Between the first storm (most snow in 24 hrs) and the second one, when it snowed I guess for three days, I took my driving test. All I did was fail to get stuck and I passed."


We heard from a man on the Seacoast who lived in Ohio at the time of the Blizzard, and he says the storm "has a very different meaning to Midwesterners than it does to New Englanders... The New England blizzard had heavier snow; the Midwest blizzard had higher winds and lower temperatures. Where I lived, the snowfall was amplified; our town, on the shore of Lake Erie, was the first thing the winds hit after picking up an entire lake's worth of snow, as there was nothing between us and Canada but some 50 miles of frozen lake. The drifts were enormous; I remember walking along on the crust, seeing a small pipe sticking up out of the surface, and realizing that this was the very top of the vent stack, the highest part of the building I worked in at the local marina.
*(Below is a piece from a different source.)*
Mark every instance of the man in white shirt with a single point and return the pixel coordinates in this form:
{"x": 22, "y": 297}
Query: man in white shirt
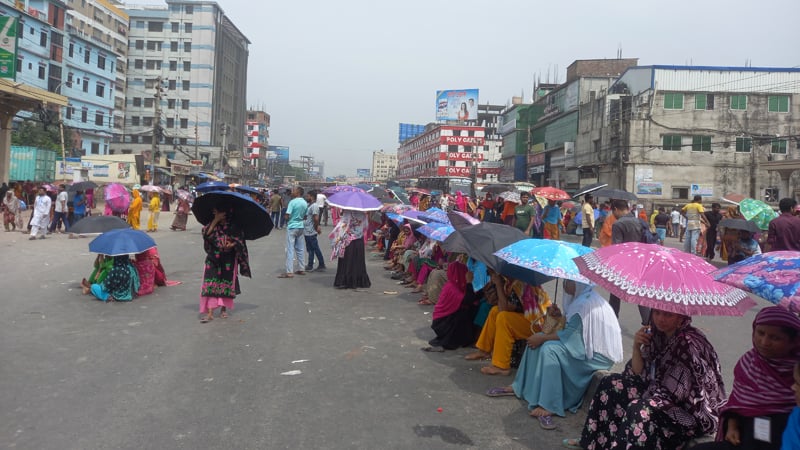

"We moved everybody into one room, lit a fire in the fireplace, and camped out. The water in our aquarium froze over on top... but oddly enough, one fish survived. The dog's water dish froze over, and had to be moved into the room with the fire.

"We did not leave the house at all for two days, then explored the neighborhood to see how our friends were doing, and to shovel the accumulated snow from our roofs. No ladders were needed to reach roofs--we simply walked up the drifts. At one house, we arrived just as the owner was about to take an chainsaw to her kitchen furniture, to burn it for heat; she thought that the neighborhood had been evacuated, that she had been left behind, and that she would likely die."


And Sandy Richardson of Westmoreland, living in Keene in 1978, says the blizzard came at a particularly inopportune time for her: "I was 8 months pregnant with my first child and we were to visit my mother in Lowell, Mass that week-end. I called Mom to cancel as the snow was deep in drifts around our house. [She] said 'You must come!' I said 'Mom, be serious! I'm 8 months pregnant!' She replied 'And I have 30 guests coming for your 'surprise' baby shower.' We did make that drive ... it took over 3 hours. My baby shower was lovely even though we had to enter the walkway to my Mom's through a tunnel that had been dug through the snowbank. My son was born on March 27, 1978."